Taiwanese prosecutor and judge

Shih Mao-lin (施茂林 (Shī Màolín); born 2 August 1950), also known by his English name Morley Shih, is a Taiwanese lawyer and judge. He attended National Taiwan University and began his legal career in 1976. Shih was appointed Minister of Justice in 2005 and served until 2008.

==Early life and education==
Shih was born in Chiayi on 2 August 1950. He attended law school at National Taiwan University, where he graduated with an LL.B. in 1972 and studied law alongside Ma Ying-jeou.

==Legal career==
===Prosecutor and judge===
Shih began his legal career at the Taichung District Prosecutors' Office in 1976. In 1982, he was named a judge of the Taichung District Court. After two years on the bench, Shih was appointed chief justice of the Taichung District Court. Upon stepping down from the Taichung District Court, Shih returned to the Taichung District Prosecutors' Office, where he served as chief prosecutor. Shih received the most votes in a January 2000 poll run by the Prosecutors' Reform Association. Subsequently, Minister of Justice Chen Ding-nan named Shih chief prosecutor in Kaohsiung. The next year, Shih was tabbed to lead the Taipei District Prosecutors' Office. He remained in the position until 2004, when he was named Vice Minister of Justice under Chen in November.

===Minister of Justice===
It was widely speculated that Shih would be Chen's successor. Shih was then appointed in January 2005 by incoming premier Frank Hsieh, and took office on 1 February 2005 with the Hsieh cabinet. Shih retained his position after Su Tseng-chang and later Chang Chun-hsiung assumed the premiership. Throughout his tenure, Shih launched multiple investigations into electoral fraud. He also probed corruption, insider trading, and organized crime. Additionally, Shih promoted initiatives against drug offenses. Starting in 2006, Shih worked to implement a "conditional moratorium" on the death penalty, reducing executions of people on Taiwan's death row.

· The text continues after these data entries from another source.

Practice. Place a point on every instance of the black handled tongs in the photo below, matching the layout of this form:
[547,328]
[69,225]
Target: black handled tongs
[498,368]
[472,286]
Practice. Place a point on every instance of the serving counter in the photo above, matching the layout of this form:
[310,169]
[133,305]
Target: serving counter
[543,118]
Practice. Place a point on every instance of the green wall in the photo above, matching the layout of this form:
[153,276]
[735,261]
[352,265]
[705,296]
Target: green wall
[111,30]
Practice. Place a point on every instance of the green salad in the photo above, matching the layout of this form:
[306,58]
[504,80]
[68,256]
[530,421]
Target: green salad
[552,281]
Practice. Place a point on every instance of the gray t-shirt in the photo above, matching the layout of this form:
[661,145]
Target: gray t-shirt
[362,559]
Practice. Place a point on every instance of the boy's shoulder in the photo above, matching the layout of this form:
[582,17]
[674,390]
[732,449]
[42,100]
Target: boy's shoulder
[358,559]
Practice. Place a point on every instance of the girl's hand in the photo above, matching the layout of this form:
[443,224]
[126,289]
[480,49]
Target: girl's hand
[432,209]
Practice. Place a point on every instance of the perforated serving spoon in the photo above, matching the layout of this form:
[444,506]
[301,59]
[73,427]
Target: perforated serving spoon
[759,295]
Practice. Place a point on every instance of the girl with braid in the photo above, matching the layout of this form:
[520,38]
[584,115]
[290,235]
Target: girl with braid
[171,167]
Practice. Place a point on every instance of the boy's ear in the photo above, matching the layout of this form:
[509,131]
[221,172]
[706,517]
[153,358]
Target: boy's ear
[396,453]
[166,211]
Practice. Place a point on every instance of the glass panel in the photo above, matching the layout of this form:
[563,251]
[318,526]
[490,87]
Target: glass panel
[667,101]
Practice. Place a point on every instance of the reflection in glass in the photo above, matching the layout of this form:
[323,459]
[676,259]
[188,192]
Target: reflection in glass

Shortly after leaving his position as the Ministry of Justice in May 2008, Shih petitioned for retirement as a prosecutor, which would permit him to collect a higher pension. His successor Wang Ching-feng rejected the appeal. Later that year, Shih was charged with fraud in relation to his use of special allowance funds. In 2011, charges against Shih were dropped after the use of special allowance funds was officially decriminalized.